Hasei Joe, Nakahara Ryuichi, Otsuka Yujiro, Nakamura Yusuke, Ikuta Kunihiro, Osaki Shuhei, Hironari Tamiya, Miwa Shinji, Ohshika Shusa, Nishimura Shunji, Kahara Naoaki, Yoshida Aki, Fujiwara Tomohiro, Nakata Eiji, Kunisada Toshiyuki, Ozaki Toshifumi
Department of Medical Information and Assistive Technology Development, Graduate School of Medicine, Dentistry and Pharmaceutical Sciences, Okayama University, Okayama 700-8558, Japan.
Science of Functional Recovery and Reconstruction, Graduate School of Medicine, Dentistry and Pharmaceutical Sciences, Okayama University, Okayama 700-8558, Japan.
Cancers (Basel). 2024 Dec 25;17(1):29. doi: 10.3390/cancers17010029.

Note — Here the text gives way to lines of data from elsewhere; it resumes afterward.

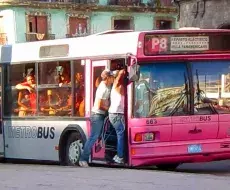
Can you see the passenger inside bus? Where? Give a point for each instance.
(27, 96)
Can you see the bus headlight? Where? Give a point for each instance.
(139, 137)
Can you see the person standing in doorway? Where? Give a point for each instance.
(99, 112)
(116, 113)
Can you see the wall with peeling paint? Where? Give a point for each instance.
(99, 21)
(204, 13)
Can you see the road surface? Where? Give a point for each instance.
(210, 176)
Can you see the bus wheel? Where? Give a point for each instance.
(73, 149)
(167, 166)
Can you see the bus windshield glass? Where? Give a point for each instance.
(163, 89)
(195, 43)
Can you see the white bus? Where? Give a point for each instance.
(46, 125)
(177, 100)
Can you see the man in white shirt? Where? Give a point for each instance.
(99, 111)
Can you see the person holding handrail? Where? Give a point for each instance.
(99, 112)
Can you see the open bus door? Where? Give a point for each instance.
(97, 68)
(105, 147)
(1, 127)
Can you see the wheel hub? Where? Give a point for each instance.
(75, 150)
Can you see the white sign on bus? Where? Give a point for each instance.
(199, 43)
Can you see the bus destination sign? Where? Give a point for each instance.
(200, 43)
(186, 43)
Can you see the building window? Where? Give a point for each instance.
(38, 26)
(78, 27)
(122, 23)
(3, 36)
(163, 24)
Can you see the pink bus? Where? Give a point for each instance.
(177, 98)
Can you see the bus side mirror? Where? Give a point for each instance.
(134, 73)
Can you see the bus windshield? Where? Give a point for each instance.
(163, 88)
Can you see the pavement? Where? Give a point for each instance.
(203, 176)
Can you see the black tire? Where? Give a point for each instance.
(74, 149)
(169, 167)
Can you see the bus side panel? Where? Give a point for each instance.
(224, 126)
(35, 139)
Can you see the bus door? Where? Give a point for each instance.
(157, 103)
(1, 127)
(203, 124)
(98, 152)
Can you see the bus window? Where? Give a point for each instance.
(20, 90)
(54, 89)
(79, 73)
(161, 90)
(211, 84)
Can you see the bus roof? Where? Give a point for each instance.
(95, 46)
(103, 45)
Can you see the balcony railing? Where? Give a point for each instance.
(57, 1)
(166, 3)
(124, 2)
(76, 35)
(3, 38)
(38, 37)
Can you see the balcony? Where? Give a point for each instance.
(76, 35)
(55, 1)
(3, 38)
(124, 2)
(166, 3)
(30, 37)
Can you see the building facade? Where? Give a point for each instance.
(32, 20)
(204, 13)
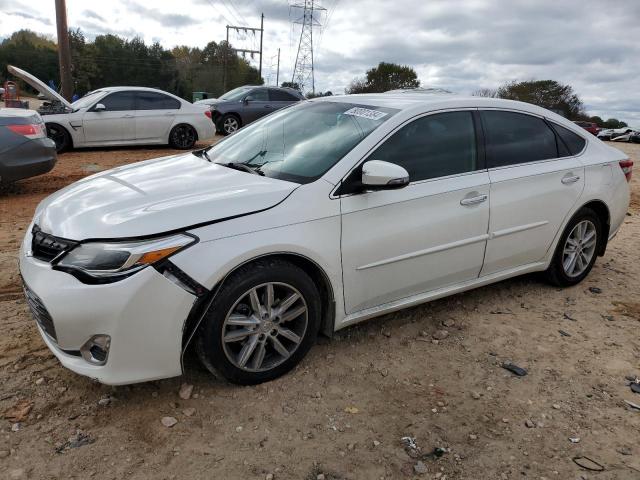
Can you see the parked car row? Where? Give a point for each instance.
(117, 116)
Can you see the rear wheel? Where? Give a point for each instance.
(577, 249)
(263, 321)
(60, 136)
(182, 137)
(230, 123)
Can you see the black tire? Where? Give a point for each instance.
(556, 273)
(209, 343)
(229, 123)
(60, 136)
(182, 137)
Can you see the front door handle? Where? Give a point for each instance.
(473, 200)
(568, 179)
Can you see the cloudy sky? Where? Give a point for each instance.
(593, 45)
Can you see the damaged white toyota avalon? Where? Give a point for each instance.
(314, 218)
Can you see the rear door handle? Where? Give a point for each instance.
(570, 179)
(473, 200)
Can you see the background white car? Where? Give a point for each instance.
(121, 116)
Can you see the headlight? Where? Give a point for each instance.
(105, 262)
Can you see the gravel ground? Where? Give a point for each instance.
(343, 412)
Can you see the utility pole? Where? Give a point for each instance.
(261, 33)
(224, 72)
(64, 51)
(244, 50)
(303, 71)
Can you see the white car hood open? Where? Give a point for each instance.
(39, 85)
(156, 196)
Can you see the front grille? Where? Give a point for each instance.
(40, 313)
(46, 247)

: Developing high-performance artificial intelligence (AI) models for rare diseases is challenging owing to limited data availability. This study aimed to evaluate whether a novel three-class annotation method for preparing training data could enhance AI model performance in detecting osteosarcoma on plain radiographs compared to conventional single-class annotation. : We developed two annotation methods for the same dataset of 468 osteosarcoma X-rays and 378 normal radiographs: a conventional single-class annotation (1C model) and a novel three-class annotation method (3C model) that separately labeled intramedullary, cortical, and extramedullary tumor components. Both models used identical U-Net-based architectures, differing only in their annotation approaches. Performance was evaluated using an independent validation dataset. : Although both models achieved high diagnostic accuracy (AUC: 0.99 vs. 0.98), the 3C model demonstrated superior operational characteristics. At a standardized cutoff value of 0.2, the 3C model maintained balanced performance (sensitivity: 93.28%, specificity: 92.21%), whereas the 1C model showed compromised specificity (83.58%) despite high sensitivity (98.88%). Notably, at the 25th percentile threshold, both models showed identical false-negative rates despite significantly different cutoff values (3C: 0.661 vs. 1C: 0.985), indicating the ability of the 3C model to maintain diagnostic accuracy at substantially lower thresholds. : This study demonstrated that anatomically informed three-class annotation can enhance AI model performance for rare disease detection without requiring additional training data. The improved stability at lower thresholds suggests that thoughtful annotation strategies can optimize the AI model training, particularly in contexts where training data are limited.
由于可用数据有限,开发用于罕见病的高性能人工智能(AI)模型具有挑战性。本研究旨在评估一种用于准备训练数据的新型三类注释方法与传统的单类注释相比,是否能提高AI模型在普通X线片上检测骨肉瘤的性能。:我们针对包含468张骨肉瘤X线片和378张正常X线片的同一数据集开发了两种注释方法:传统的单类注释(1C模型)和一种新型的三类注释方法(3C模型),该方法分别标记骨髓内、皮质和骨髓外肿瘤成分。两种模型都使用相同的基于U-Net的架构,仅注释方法不同。使用独立验证数据集评估性能。:虽然两种模型都达到了较高的诊断准确性(AUC:0.99对0.98),但3C模型表现出更优的操作特征。在标准化截止值为0.2时,3C模型保持了平衡的性能(敏感性:93.28%,特异性:92.21%),而1C模型尽管敏感性高(98.88%),但特异性受损(83.58%)。值得注意的是,在第25百分位数阈值时,尽管截止值有显著差异(3C:0.661对1C:0.985),两种模型的假阴性率相同,这表明3C模型能够在低得多的阈值下保持诊断准确性。:本研究表明,解剖学信息指导的三类注释可以提高AI模型在罕见病检测中的性能,而无需额外的训练数据。在较低阈值下提高的稳定性表明,深思熟虑的注释策略可以优化AI模型训练,特别是在训练数据有限的情况下。